Pouvoir politique et contraintes juridictionnelles – Analyses contemporaines

Political power and judicial constraints – Prospectives

 

Responsables scientifiques :

Geoffrey Grandjean (Université de Liège) Geoffrey.Grandjean@uliege.be
Fabien Terpan (Sciences po Grenoble) fabien.terpan@sciencespo-grenoble.fr

Une des caractéristiques du xxie siècle serait la « judiciarisation » des systèmes politiques et sociaux (Blichner & Molander, 2008). Cette notion renvoie à l’extension du pouvoir des juges, lesquels sont amenés à traiter un nombre croissant de problèmes politiques et sociaux. Si elle est confirmée, la « judiciarisation » est-elle susceptible de remettre en cause les fondements classiques de notre approche occidentale de la démocratie et de l’exercice du pouvoir politique ?

La Section thématique a pour objectif d’étudier et d’analyser le pouvoir politique des juges, entendu comme la capacité de ces derniers d’énoncer des injonctions socialement légitimes (Braud, 1985) ou, autrement dit, d’allouer autoritairement – en raison d’une contrainte perçue comme légitime – des valeurs dans le système social considéré (Easton, 1965).
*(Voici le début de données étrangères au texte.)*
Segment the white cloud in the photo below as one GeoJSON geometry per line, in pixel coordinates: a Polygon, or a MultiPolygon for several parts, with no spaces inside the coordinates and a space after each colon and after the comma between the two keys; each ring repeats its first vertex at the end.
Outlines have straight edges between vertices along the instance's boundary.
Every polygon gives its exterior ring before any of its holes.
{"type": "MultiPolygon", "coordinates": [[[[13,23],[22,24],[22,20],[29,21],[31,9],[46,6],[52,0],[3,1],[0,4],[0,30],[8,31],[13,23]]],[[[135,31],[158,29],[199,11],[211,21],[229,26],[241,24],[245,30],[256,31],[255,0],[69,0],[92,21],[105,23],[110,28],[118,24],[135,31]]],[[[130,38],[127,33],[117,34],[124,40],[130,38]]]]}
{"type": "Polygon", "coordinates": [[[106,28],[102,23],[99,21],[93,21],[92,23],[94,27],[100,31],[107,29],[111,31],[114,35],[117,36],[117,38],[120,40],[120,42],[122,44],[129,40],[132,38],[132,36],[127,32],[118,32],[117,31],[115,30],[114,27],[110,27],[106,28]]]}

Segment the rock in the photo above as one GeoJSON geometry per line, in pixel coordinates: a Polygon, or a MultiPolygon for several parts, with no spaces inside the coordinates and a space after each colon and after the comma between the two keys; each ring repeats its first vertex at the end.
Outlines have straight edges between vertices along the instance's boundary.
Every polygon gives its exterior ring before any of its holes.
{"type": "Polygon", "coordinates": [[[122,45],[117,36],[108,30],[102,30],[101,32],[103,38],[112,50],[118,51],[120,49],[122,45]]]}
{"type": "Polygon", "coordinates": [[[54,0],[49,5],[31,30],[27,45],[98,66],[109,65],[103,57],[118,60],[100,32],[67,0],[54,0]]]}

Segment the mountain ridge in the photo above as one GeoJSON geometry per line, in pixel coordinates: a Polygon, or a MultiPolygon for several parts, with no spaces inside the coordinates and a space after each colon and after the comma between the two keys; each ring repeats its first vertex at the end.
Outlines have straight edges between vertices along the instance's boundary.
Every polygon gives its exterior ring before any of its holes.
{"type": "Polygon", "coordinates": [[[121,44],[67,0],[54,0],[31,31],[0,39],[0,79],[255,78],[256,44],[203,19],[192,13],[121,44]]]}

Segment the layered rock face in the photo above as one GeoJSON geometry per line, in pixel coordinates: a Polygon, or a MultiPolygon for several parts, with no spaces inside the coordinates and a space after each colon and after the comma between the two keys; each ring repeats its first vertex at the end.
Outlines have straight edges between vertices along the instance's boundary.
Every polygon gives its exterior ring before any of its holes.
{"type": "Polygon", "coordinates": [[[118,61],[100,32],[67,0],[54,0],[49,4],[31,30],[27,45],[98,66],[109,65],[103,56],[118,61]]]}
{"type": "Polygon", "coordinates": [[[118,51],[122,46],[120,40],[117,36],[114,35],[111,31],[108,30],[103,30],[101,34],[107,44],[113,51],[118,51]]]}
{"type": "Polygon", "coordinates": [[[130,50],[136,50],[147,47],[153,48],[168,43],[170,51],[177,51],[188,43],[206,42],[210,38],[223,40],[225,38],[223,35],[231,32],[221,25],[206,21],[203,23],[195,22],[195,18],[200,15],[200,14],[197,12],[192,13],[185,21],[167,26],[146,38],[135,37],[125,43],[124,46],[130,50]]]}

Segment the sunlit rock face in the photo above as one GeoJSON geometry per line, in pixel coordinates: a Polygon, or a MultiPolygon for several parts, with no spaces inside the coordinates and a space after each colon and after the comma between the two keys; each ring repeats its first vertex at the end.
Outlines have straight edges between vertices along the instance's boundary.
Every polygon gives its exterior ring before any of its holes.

La littérature sur le pouvoir des juges est particulièrement riche. Au début du xxe siècle, le gouvernement des juges a été dénoncé (Boudin, 1911 et Lambert, 1921). La normativité – entendue comme des jugements de valeurs posés par les auteurs – a progressivement laissé la place à des études scientifiques qui s’inscrivent dans une perspective globale (par ex. Vallinder & Tate, 1995). Toutefois, nombreux ont été les auteurs à inscrire leurs propos dans un contexte déterminé et à manier ainsi l’approche comparative avec prudence (Dehousse, 2001). Les différents travaux s’intéressent à la fois aux cadres territoriaux nationaux (Vanberg, 2005), internationaux (Steinberg, 2004), européens (Alter, 2009 et Kelemen, 2011), comparés (Shapiro, 1981 et Alter & Hefler, 2010), et analysent les transferts d’un cadre à l’autre (Kagan, 2007). L’intérêt de ces nombreuses études est de s’inscrire dans des champs disciplinaires variés : sociologie (Commaille & Dumoulin, 2009), science politique (Grandjean, 2018), droit (Tusseau, 2016), entre autres. Toutes ces études ont cherché, d’une manière ou d’une autre, à déterminer la place des juges dans les systèmes politiques : dans une perspective fonctionnaliste (Shapiro & Stone Sweet, 2002), dans une perspective interactionniste, dans une perspective centrée sur les droits (Vallinder & Tate, 1995), dans une perspective institutionnaliste ou encore dans une perspective de gouvernance (Saurugger & Terpan, 2014). Le concept de juristocratie a pu également être mis en avant pour qualifier l’interaction stratégique entre les élites politiques, économiques et judiciaires (Hirschl, 2004).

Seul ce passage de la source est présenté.